The numbers are formidable. More than 350,000 migrants arrived at the European Union’s borders between January and August this year. Numbers applying for asylum in 2014 were more than 600,000, mostly from Syria, Eritrea and Afghanistan — more than twice the number in 2011. Numbers are increasing exponentially, with 100,000 arriving in July alone, many on precarious boats and rafts supplied by unscrupulous people-traffickers.
It was also a week in which it was clear that a single photograph still has the power to cause governments to change course.
The image of a 3-year-old Syrian boy dressed in jeans and sports shoes lying dead in the sand of a Turkish beach caused a storm on social media and turned the political tide. Political leaders who had been treating the crisis as an immigration matter, and therefore one of border security, found themselves caught off guard by a wave of sympathy for Aylan Kurdi and his elder brother, 5-year-old Galip.
The world was ready to shrug it all off until that photo.
The United Nations’ refugee agency, UNHCR, estimates that more than 366,000 refugees and migrants have crossed the Mediterranean Sea to Europe this year.
At least 2,800 have died or disappeared during the journey. Those who make the crossing face uncertain futures in European nations, which differ in their approach to asylum seekers.
Why is this happening? There is a crisis of huge proportions in Syria. People are being executed for their lack of support of nightmarish control.
Check with your churches The Knights Of Columbus and UNICEF. These people need help.
Peter Sutherland, the Special Representative for International Migration, told a press conference in Geneva.

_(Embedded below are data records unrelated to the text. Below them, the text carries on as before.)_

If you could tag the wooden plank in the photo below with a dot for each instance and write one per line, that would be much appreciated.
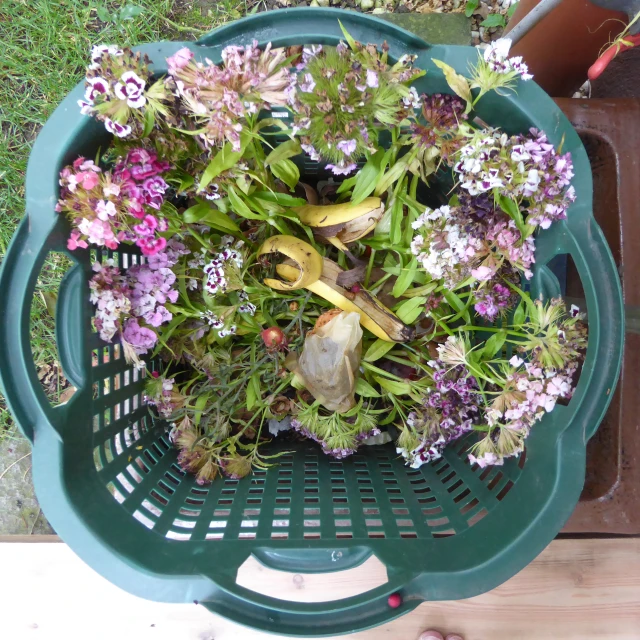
(576, 589)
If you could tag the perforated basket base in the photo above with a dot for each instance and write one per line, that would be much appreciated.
(308, 495)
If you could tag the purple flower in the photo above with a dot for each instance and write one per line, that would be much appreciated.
(179, 60)
(97, 87)
(311, 150)
(308, 85)
(347, 147)
(341, 169)
(372, 79)
(131, 89)
(155, 185)
(140, 338)
(140, 156)
(151, 246)
(147, 227)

“I’d like to start by making a fundamental point which I think has been overlooked in quite a lot of this crisis, The obligation and responsibility to refugees and persons in distress is not defined by their proximity to the place that caused the problem,” he explained. “I think it’s important to make that point, because the burden that is being taken at the moment by Lebanon, Turkey, and Jordan, and the burden in European terms being taken by the frontline States of the Mediterranean, in particular Greece and Italy, seems to by implication define a responsibility related to location rather than to the humanitarian concerns that we have.”